Sindice Blog

  • Bring on them pings!

    Posted on Jun 9, 2009 with 1 comment

    In standard web search, we seldom need to obtain as results pages that were published just a few minutes ago.

    This is very different for semantic index that want to help you build applications that respond to “information out there”, possibly as quickly as possible. A way to make this happen is to efficiently process large amounts of “Pings”

    Pinging Sindice is simple… submit your url and find your page in the index 15 minutes later. Go to http://sindice.com/main/submit and paste in your url, or use the ping api described at http://sindice.com/developers/api

    At least that’s the theory. In practice this has historically never been working too well in Sindice.

    Up to two weeks ago.

    As normal, the story starts earlier.

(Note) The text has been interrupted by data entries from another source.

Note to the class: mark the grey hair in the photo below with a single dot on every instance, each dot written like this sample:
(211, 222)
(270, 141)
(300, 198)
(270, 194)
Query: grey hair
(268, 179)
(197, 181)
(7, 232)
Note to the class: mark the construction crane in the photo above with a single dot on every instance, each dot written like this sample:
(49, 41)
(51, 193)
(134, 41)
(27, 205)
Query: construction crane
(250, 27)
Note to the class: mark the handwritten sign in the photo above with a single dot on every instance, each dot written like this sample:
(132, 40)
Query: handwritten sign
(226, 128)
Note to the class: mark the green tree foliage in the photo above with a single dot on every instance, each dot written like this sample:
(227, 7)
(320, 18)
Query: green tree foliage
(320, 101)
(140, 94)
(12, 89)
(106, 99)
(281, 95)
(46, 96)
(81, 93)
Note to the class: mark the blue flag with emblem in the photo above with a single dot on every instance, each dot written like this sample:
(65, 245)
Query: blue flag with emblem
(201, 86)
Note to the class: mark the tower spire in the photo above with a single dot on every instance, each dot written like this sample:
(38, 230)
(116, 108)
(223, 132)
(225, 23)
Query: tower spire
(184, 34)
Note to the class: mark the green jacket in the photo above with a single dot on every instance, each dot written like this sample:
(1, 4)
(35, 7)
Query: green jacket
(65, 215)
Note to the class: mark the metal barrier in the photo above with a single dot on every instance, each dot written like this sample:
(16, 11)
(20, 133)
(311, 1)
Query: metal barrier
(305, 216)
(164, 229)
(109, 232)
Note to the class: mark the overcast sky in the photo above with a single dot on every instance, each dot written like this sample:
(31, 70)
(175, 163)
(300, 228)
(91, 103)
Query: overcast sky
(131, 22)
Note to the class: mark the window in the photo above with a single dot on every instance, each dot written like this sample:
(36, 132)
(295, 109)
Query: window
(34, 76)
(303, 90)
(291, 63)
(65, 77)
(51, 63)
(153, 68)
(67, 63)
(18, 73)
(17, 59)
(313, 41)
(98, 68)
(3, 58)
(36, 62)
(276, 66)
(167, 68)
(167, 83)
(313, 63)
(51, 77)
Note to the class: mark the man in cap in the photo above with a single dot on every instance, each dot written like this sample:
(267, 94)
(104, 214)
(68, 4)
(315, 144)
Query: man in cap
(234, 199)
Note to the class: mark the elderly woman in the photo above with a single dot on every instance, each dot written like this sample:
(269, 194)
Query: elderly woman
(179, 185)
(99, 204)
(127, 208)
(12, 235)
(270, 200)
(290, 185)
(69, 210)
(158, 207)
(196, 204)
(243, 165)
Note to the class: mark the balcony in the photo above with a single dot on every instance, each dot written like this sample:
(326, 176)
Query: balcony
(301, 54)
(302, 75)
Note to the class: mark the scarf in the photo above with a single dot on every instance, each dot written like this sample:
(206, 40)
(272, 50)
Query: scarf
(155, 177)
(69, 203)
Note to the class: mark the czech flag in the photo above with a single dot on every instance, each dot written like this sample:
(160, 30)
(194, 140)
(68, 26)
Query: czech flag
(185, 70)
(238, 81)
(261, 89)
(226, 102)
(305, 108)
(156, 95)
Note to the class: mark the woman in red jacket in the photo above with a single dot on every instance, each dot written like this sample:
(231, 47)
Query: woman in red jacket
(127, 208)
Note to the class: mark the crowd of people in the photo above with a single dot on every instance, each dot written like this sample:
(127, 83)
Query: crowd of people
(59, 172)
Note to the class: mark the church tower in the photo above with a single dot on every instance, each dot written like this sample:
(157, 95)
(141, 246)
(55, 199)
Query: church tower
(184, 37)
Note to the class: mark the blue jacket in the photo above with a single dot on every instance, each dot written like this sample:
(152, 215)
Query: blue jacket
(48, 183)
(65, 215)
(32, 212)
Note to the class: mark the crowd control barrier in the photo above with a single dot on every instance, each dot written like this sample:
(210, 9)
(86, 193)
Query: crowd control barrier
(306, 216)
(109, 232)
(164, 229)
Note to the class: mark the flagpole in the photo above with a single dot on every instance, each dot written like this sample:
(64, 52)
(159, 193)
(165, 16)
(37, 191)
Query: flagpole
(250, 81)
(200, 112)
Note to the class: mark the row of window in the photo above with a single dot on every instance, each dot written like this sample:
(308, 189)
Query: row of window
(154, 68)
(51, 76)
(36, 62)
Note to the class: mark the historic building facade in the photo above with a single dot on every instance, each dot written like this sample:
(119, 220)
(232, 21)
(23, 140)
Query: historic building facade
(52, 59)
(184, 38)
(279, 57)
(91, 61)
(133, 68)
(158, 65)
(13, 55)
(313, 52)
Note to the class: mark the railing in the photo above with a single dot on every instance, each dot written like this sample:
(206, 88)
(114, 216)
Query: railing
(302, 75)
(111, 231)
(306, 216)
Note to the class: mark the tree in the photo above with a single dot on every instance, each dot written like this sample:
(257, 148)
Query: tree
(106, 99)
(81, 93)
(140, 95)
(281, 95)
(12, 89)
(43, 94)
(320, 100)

Three months ago I answered “yes” when Giovanni asked “can you fix our ping manager?”. I didn’t know what I was putting myself up for… but it’s fixed now and Giovanni is a happy man.

    Here’s how it works:

    1. Pings are received by a servlet and inserted into a mysql database with a status of ‘queued’.
    2. Every 5 minutes the ping manager wakes up and looks for any queued pings. For each ping:- change the ping status to ‘in_progress’
      - fetch the ping using any23
      - apply TBox reasoning, recursively loading referenced ontologies fetching any missing ontologies as required.
      - apply ABox reasoning
      - update the Sindice page repository
      - update the Sindice master index (SIREn)
      - change the ping status to ‘processed’.
    3. Every 20 minutes copy the master (writable) index to the slave (read-only) index.

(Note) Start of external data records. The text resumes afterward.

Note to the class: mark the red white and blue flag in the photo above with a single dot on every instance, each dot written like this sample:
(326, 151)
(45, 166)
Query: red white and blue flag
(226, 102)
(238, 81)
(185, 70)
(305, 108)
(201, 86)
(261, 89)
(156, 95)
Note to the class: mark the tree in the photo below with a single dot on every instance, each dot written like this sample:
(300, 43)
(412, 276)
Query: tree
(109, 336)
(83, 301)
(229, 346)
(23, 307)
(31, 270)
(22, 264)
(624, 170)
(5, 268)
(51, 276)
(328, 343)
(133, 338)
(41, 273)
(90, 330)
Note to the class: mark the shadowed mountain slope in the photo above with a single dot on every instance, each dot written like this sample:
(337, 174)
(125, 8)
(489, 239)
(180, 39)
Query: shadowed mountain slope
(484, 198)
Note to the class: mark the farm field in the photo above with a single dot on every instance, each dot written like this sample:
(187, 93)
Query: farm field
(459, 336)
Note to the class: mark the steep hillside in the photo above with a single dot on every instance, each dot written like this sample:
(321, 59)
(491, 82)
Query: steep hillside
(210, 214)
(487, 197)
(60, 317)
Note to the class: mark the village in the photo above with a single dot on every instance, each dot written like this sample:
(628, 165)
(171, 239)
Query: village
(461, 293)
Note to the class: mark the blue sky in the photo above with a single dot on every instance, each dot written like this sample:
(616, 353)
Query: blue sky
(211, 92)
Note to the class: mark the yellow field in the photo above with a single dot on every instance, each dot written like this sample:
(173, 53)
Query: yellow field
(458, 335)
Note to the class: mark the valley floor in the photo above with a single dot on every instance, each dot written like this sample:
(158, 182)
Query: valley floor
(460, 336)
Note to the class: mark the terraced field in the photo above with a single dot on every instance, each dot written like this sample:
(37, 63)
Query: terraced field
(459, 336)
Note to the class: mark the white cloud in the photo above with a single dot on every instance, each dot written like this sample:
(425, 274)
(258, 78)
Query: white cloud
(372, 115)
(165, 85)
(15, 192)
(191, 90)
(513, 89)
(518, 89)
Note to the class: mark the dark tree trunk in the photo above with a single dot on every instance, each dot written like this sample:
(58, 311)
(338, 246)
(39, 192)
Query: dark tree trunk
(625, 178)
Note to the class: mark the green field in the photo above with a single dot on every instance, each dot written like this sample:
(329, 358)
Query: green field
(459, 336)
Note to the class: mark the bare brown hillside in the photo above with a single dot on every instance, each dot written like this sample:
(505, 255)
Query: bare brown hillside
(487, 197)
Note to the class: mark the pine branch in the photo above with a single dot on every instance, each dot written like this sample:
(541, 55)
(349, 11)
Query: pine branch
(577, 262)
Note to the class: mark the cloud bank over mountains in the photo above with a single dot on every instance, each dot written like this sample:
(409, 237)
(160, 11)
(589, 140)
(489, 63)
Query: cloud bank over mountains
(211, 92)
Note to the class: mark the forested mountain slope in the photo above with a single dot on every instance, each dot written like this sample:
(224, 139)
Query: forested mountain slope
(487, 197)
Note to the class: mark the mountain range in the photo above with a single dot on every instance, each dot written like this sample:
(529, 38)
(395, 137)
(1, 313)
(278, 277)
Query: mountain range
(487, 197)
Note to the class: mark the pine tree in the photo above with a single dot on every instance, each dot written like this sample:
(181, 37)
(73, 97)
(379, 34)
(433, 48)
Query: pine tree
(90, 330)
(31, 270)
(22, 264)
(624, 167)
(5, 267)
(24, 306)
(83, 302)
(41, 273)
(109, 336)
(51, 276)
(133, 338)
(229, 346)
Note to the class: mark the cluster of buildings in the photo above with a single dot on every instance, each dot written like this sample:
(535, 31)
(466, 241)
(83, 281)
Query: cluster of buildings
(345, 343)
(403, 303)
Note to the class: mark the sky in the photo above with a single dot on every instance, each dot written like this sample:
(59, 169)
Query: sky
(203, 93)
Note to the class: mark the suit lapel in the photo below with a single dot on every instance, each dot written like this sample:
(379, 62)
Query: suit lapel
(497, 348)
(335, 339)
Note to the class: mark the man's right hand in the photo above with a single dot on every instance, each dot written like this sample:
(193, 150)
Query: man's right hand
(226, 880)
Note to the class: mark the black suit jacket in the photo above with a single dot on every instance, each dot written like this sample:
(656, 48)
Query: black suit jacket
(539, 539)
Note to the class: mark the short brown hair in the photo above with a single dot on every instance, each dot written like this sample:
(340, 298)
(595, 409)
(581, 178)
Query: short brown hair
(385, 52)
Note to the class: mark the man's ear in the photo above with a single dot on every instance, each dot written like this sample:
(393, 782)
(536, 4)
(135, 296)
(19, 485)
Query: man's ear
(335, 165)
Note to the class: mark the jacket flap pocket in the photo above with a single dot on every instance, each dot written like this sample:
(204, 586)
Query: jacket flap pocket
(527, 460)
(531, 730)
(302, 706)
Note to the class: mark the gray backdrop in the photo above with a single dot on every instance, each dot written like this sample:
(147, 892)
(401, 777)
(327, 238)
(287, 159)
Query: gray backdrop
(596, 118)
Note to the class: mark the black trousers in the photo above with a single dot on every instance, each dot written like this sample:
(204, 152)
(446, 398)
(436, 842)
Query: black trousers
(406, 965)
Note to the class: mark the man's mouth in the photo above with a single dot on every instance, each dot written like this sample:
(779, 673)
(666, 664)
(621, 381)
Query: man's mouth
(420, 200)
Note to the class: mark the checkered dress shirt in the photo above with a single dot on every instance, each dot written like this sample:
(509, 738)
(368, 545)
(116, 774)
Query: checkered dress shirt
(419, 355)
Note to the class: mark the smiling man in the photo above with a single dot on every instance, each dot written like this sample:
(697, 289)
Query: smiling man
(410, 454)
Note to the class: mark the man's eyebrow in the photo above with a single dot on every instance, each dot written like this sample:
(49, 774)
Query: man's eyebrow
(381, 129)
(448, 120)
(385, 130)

    Some of the changes we’ve made recently to improve the ping manager are:

    1. A precise monitoring of each stage of the ping manager into our master control panel
    2. Reports and triggers when something goes wrong
    3. We added a ‘slow queue’ for large sets of pings. While we typically receive about 5000 pings each day, we have received as many as 100,000 from a single site! In these cases we move the large set of pings into the ‘slow queue’ allowing them to be processed with a lower priority than individual pings or smaller data sets.
    4. We’ve made many refactorings to process large ontologies and to limit ontology fetching recursion.

    As a work in progress, the upcoming improvements include:

    1. Batch processing of large sets of pings. We will fetch the pings with sindice crawler and process them in our hadoop cluster. Note that this is what is already happening now when Sindice processes large sites via semantic sitemaps ( http://sw.deri.org/2007/07/sitemapextension/ ) or blocks of crawled data. Once this is done, the single machine limit is overcome in terms of pings volume.
    2. Loopback from the ping manager into the crawler. We will use the pings as seeds for the sindice crawler which will navigate sites honouring the robots.txt file.
    3. Auto refresh of pings. We will refresh our index automatically after your site changes in order to maintain up-to-date results.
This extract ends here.